文章からすると、組み敷かれている青年は朱雀というらしい。
スザクという片仮名の名前を漢字に変換しているだけに感じる。
名前が無断で使われるのも嫌だったが、何よりBL小説の登場人物として登場させられているのがスザクには堪えられなかった。
それに。
「このあらすじ!」
今度は本を閉じ、裏表紙に書かれたあらすじをルルーシュに向ける。
大学に進学することになった朱雀。
自宅から遠いため一人暮らしを始めようとするが、部屋を見付けることが出来ずにいた。
なんとか親友の紹介でとある人物と同居することに。
しかし、同居を始めた彼は天才で鬼畜な小説家だった……!?
「これまんまおれの話じゃないか!」
「そうか」
「そうかじゃないっ!」
コーヒーの入ったマグカップを持ち上げて、ルルーシュは笑う。
スザクは余裕なルルーシュの態度にイライラしてしまい、赤かった顔がさらに赤くなった。

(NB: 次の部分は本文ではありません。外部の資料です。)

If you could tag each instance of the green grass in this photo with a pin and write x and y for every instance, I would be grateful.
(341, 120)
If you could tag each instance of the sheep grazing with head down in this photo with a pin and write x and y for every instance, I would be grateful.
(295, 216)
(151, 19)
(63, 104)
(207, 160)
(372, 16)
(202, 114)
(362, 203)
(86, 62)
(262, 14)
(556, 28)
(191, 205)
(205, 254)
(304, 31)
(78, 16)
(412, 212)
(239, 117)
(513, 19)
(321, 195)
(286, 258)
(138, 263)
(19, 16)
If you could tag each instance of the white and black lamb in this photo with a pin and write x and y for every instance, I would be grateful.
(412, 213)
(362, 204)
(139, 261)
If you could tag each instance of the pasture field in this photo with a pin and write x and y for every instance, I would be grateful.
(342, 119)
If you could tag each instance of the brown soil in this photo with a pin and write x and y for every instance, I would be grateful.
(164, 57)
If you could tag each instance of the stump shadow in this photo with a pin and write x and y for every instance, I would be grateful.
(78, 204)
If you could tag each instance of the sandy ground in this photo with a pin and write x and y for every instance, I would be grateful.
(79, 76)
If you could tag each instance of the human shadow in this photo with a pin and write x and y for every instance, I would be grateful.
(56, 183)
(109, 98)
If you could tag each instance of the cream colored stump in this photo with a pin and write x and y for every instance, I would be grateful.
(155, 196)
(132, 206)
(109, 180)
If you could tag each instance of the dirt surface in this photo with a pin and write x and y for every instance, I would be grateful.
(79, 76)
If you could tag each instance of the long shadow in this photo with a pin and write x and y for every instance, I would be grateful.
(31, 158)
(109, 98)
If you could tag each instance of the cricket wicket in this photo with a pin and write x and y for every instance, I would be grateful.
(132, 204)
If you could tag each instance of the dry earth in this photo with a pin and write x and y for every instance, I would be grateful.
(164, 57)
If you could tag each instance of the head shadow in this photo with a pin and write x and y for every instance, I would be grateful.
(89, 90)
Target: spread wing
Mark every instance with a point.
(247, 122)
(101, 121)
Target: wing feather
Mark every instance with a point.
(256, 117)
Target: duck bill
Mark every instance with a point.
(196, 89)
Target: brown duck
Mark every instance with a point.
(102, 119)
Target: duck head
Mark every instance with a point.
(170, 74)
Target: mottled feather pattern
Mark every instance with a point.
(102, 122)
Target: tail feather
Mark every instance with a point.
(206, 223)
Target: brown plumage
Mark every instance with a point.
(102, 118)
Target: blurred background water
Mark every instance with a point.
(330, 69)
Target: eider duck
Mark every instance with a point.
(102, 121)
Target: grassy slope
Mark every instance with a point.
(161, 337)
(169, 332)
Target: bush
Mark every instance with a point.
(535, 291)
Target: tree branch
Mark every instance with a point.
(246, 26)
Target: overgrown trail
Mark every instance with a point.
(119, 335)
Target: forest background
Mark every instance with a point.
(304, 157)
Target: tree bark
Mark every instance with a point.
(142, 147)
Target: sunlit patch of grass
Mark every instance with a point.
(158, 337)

こうなったスザクの攻略が簡単なのは、当然ルルーシュは承知済みで。
「隙あり」
「う、わ!」
腕をぐいと引かれて、ルルーシュの膝の上に乗せられる。
腕の下からルルーシュの手が延びて、スザクが身動きできないように抱きしめた。
――――――――
続きます(笑)
夏休みの暇さを持て余す学生の強行です。
櫻井さんがかわいいですよ、「ロマンチカ」!!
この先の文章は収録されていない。